It's well known that the structure of the maximal order of $\mathbb{Q}[\sqrt{d}]$ depends on $d$ modulo $4$: (assuming $d$ is squarefree), the maximal order is $\mathbb{Z}\left[\frac{1+\sqrt{d}}{2}\right]$ if $d \equiv 1 \mod{4}$ and $\mathbb{Z}[\sqrt{d}]$ otherwise. The structure of the biquadratic extension $\mathbb{Q}[\sqrt{d},\sqrt{e}]$ has a similar but more complicated description.
Now let's consider $K=\mathbb{Q}[\sqrt[n]{d}]$. For simplicity, let's consider only $d$ prime.
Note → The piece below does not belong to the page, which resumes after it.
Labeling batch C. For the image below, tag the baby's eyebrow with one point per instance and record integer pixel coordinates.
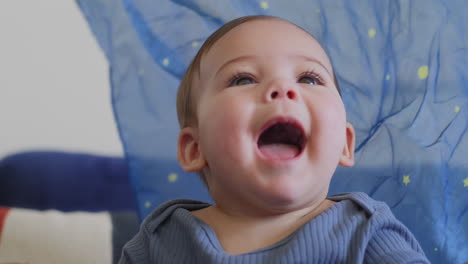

Based on some SAGE computation, it seems that there is a degree $n$ extension $M$ of $\mathbb{Q}[\mu_{n^2}]$ such that $\mathcal{O}_K$ contains more than just $\mathbb{Z}[\sqrt[n]{d}]$ iff $d$ splits in $M$. (Note that if $n$ is prime, then $M$ is unique.) For $n=2$, one sees that $M=\mathbb{Q}[i]$.
Is this known? It doesn't seem too hard to prove that if $d$ is split, then there are more algebraic integers in $K$. But does this appear anywhere?